Fazal Karim mengejang, mata biru kelabunya tampak dingin di wajah kecokelatannya yang terbakar matahari. Dia benar-benar tidak senang dengan permintaan pada awal pagi ini; kini, dia akan memikirkan masalah ini sepanjang hari. Namun, ka­rena sangat memahami beban istrinya dalam menjalankan ru­mah tangga mereka sendirian di Kabul, dia melunakkan nada suara, membenarkan bahwa istrinya punya alasan kuat untuk meneleponnya.

“Tapi kau tahu, Sayangku, bahwa aku perlu waktu setidaknya enam bulan lagi di sini agar mendapatkan cukup uang untuk biaya perhiasan emas Noorie.”

“Kalau begitu akan terlambat!” Gulchara meraung di ujung lain telepon, gambaran nyata anak perempuannya yang menangis dan dicampakkan melintas di depan matanya.

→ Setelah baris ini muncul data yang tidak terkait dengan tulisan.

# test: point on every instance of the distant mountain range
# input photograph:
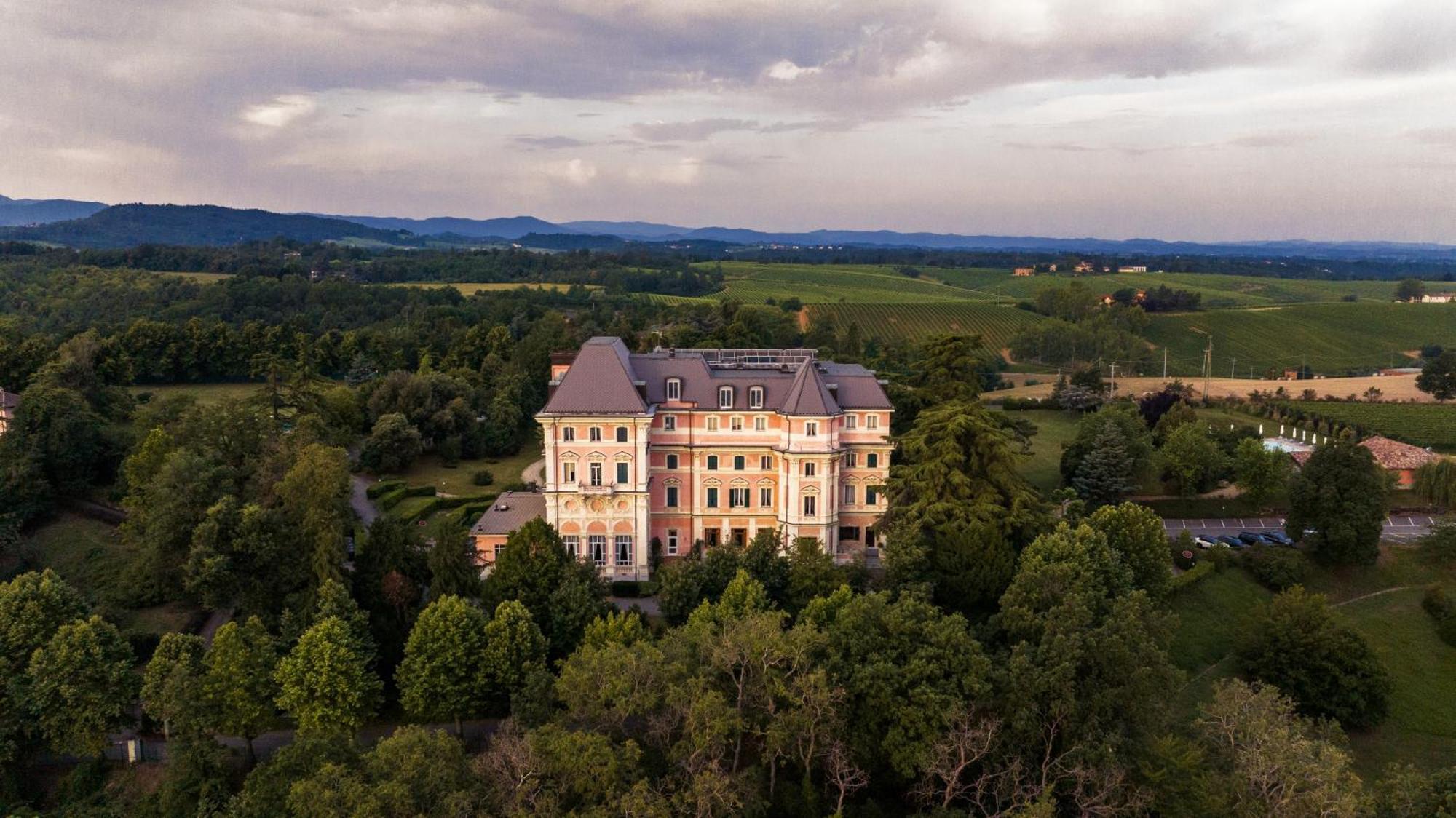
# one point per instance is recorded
(95, 225)
(40, 212)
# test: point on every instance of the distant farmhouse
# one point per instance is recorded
(9, 402)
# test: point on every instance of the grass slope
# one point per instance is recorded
(1332, 338)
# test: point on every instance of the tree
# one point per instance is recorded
(325, 683)
(173, 685)
(33, 609)
(315, 497)
(1260, 472)
(1438, 376)
(82, 686)
(440, 676)
(905, 669)
(1276, 762)
(1109, 472)
(238, 680)
(1138, 536)
(1192, 459)
(392, 445)
(452, 561)
(1340, 497)
(515, 647)
(1410, 290)
(1326, 667)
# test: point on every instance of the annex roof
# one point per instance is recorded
(509, 513)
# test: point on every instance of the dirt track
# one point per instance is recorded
(1393, 388)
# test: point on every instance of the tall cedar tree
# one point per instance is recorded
(1340, 496)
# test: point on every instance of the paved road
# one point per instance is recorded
(1398, 529)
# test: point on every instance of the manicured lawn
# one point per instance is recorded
(1422, 727)
(1209, 616)
(203, 392)
(456, 481)
(1055, 430)
(91, 557)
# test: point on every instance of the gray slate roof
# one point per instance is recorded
(509, 513)
(602, 382)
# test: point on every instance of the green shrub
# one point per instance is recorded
(382, 487)
(1436, 603)
(1195, 574)
(1276, 568)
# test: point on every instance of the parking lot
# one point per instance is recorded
(1398, 529)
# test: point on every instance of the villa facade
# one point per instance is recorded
(711, 446)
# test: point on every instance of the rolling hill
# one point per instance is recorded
(123, 226)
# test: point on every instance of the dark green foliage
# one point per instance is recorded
(1342, 497)
(1326, 667)
(1276, 568)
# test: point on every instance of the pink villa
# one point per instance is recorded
(711, 445)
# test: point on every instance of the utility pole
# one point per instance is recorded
(1208, 368)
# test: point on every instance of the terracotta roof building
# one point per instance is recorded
(713, 446)
(509, 513)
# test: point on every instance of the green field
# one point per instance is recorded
(1218, 290)
(1382, 603)
(1332, 338)
(91, 557)
(1422, 424)
(997, 324)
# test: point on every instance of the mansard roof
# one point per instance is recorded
(601, 378)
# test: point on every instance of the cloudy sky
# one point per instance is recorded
(1117, 119)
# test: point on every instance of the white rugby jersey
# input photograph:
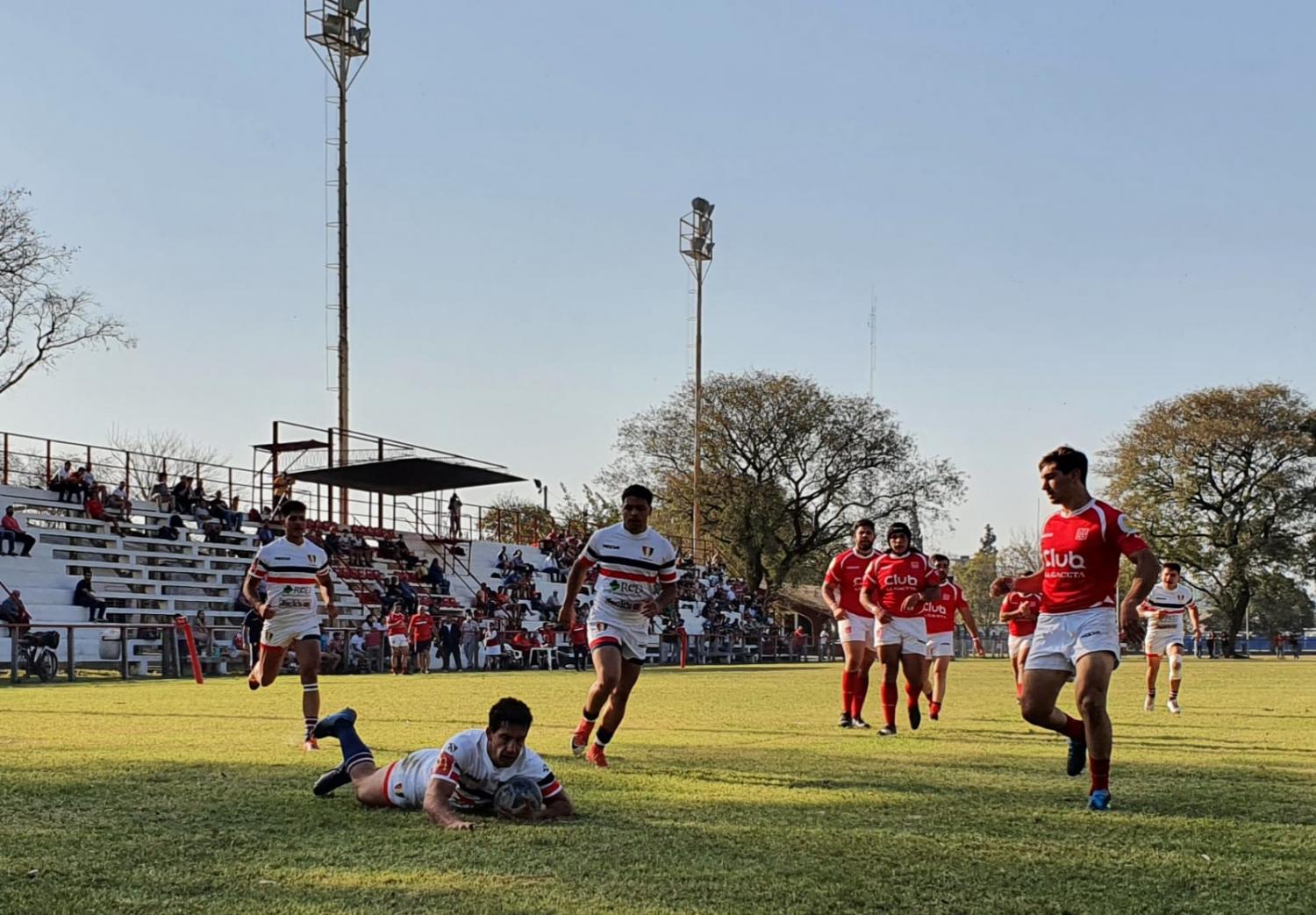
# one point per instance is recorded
(289, 573)
(465, 761)
(633, 568)
(1171, 602)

“Apa maksudmu?” tanya Fazal Karim, yang ingin sekali me­meluk istrinya dan menghujani wajah perempuan itu dengan ciuman.

“Penyihir Qadsia itu menawarkan anak perempuannya, Laila, untuk menjadi menantu keluarga Mustafa. Kau tahu seperti apa dia … dia sama sekali tidak punya akhlak dan kesopanan. Ini kesempatan baginya untuk memanfaatkan kelemahan kita—ketidakhadiranmu di rumah. Aku diberi tahu oleh gadis pelayan Mustafa bahwa Qadsia mengunjungi rumah mereka secara teratur bersama anak perempuannya—dan selalu pada malam hari. Bisa kau tebak alasannya? Hanya karena calon menantu laki-laki kita berada di rumah pada jam-jam itu. Dan, gadis pelayan mereka yang suka menggosip itu bercerita lebih lanjut bahwa Laila se­lalu mengenakan pakaian glamor, mata hijau kobranya digaris sempurna dengan kohl hitam untuk membuatnya tampak lebih besar lagi. Dasar perempuan-perempuan licik! Ibu dan anak sama-sama tidak punya malu. Bayangkan memamerkan anak perem­puanmu di hadapan para lelaki asing!”

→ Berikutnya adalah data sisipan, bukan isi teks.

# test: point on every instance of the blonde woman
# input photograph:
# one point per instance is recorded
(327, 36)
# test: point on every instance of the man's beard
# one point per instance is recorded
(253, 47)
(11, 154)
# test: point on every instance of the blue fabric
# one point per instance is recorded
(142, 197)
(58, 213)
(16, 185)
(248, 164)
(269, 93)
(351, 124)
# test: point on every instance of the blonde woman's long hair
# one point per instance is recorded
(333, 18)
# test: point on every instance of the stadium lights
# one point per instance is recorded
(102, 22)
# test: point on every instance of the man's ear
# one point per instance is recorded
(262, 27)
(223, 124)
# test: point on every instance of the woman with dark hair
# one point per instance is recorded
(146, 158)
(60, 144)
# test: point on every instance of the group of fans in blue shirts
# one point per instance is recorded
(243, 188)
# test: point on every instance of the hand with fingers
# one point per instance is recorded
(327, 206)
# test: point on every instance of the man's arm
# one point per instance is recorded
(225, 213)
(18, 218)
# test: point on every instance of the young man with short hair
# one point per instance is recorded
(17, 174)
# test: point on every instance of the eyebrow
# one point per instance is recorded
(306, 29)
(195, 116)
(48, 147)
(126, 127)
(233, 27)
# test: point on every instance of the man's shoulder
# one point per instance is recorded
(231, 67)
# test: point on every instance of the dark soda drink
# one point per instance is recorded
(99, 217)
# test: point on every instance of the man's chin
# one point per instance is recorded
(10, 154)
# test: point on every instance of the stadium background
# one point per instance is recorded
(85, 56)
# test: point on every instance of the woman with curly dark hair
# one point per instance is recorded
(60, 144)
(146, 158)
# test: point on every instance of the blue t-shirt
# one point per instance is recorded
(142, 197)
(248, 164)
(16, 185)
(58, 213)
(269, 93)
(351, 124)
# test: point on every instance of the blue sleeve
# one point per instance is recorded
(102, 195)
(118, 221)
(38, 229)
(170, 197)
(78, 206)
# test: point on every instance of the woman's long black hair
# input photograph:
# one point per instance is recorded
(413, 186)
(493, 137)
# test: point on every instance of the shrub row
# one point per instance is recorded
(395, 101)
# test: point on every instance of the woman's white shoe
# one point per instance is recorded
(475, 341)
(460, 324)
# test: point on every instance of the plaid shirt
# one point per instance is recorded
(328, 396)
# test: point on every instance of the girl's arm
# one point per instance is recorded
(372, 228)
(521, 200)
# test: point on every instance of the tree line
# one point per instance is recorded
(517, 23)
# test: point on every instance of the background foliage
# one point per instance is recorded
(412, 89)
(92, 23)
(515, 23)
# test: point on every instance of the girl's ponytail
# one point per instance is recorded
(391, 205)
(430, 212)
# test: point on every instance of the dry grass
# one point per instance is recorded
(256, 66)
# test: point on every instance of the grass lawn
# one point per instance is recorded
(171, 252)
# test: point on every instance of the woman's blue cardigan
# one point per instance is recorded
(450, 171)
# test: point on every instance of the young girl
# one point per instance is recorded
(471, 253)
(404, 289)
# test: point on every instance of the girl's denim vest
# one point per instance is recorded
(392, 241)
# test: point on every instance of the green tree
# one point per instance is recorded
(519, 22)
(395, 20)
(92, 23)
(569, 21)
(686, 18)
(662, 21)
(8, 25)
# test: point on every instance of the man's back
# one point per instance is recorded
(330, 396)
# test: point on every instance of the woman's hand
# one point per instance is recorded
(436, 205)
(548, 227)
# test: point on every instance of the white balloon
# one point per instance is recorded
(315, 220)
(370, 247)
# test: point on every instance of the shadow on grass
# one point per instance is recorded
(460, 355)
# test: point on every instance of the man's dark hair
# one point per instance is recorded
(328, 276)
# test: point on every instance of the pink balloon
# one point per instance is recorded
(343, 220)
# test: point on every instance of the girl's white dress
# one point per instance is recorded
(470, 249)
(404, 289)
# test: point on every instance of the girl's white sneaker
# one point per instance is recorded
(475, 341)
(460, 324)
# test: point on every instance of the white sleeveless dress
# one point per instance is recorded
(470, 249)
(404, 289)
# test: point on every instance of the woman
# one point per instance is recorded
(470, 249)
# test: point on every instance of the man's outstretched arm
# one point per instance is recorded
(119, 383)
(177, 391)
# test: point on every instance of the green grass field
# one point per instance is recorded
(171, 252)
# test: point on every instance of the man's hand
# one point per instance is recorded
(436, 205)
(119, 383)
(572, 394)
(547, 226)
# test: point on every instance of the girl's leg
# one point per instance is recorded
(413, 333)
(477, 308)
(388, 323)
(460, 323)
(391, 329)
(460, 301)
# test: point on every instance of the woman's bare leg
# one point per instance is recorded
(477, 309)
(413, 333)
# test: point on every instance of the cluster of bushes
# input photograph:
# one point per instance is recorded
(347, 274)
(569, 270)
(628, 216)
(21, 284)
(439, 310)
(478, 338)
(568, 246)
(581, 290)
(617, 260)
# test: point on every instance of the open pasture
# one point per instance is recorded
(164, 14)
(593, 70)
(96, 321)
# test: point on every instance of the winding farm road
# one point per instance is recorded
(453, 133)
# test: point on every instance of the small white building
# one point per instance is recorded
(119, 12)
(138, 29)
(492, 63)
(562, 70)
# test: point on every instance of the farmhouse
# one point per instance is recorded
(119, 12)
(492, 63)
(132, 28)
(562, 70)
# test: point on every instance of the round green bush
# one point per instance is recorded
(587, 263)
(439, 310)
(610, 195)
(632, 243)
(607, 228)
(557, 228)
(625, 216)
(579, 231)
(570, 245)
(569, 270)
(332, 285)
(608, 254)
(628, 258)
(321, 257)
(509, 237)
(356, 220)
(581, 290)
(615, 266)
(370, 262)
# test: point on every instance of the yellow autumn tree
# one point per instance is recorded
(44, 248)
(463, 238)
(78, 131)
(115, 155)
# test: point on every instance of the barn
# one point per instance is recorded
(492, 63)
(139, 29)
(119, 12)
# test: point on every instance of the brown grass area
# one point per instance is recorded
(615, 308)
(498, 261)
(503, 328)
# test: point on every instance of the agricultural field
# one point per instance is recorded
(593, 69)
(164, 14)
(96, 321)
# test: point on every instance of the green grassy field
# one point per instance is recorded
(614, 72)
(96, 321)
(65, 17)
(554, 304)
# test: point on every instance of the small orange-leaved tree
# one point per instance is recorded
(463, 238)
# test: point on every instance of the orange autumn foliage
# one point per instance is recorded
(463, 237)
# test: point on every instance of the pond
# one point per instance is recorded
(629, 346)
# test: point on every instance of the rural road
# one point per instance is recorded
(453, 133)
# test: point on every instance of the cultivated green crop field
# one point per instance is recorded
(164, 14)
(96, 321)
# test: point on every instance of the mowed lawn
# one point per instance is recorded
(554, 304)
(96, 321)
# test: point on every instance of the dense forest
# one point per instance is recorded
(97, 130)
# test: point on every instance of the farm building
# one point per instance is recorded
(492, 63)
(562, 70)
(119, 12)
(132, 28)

Setelah jeda sejenak untuk mengusap mata, Gulchara melan­jutkan, “Tak peduli kita suka atau tidak, semua orang mengatakan bahwa Laila, anak perempuan Qadsia, juga sangat cantik, dan masih sekolah seperti Noorie kita.”

Keheningan di ujung lain membuat Gulchara bertanya-tanya apakah sambungan teleponnya telah diputuskan atau apakah dia terlalu banyak mengoceh. “Halo?” katanya bimbang.

“Gulchara.” Hanya itu yang bisa diucapkan oleh Fazal Karim yang malang. Dia benar-benar kewalahan menghadapi kri­sis domestik sepagi ini di lingkungan tenang masjid. Namun, se­suatu harus dikatakan. Dan, dia mengatakannya dengan berat, karena tahu dirinya akan mengecewakan istrinya.

“Kehendak Allah yang akan terjadi. Aku sedang berupaya se­mam­puku, Sayangku,” katanya, mengingatkan dengan sedih. Dialah yang, karena alasan ekonomi, terkucil dari rumah dan keluarganya. Setidaknya, Gulchara tidur di ranjang mereka dan menikmati kehadiran anak-anak mereka.

“Dan, kini aku harus pergi,” katanya. “Aku harus menjemput seorang lelaki Inggris dari bandara dan mengantarkannya ke pengeboran minyak, Gulchara. Harap cium Ibu untuk mewa­ki­liku. Wasalam.”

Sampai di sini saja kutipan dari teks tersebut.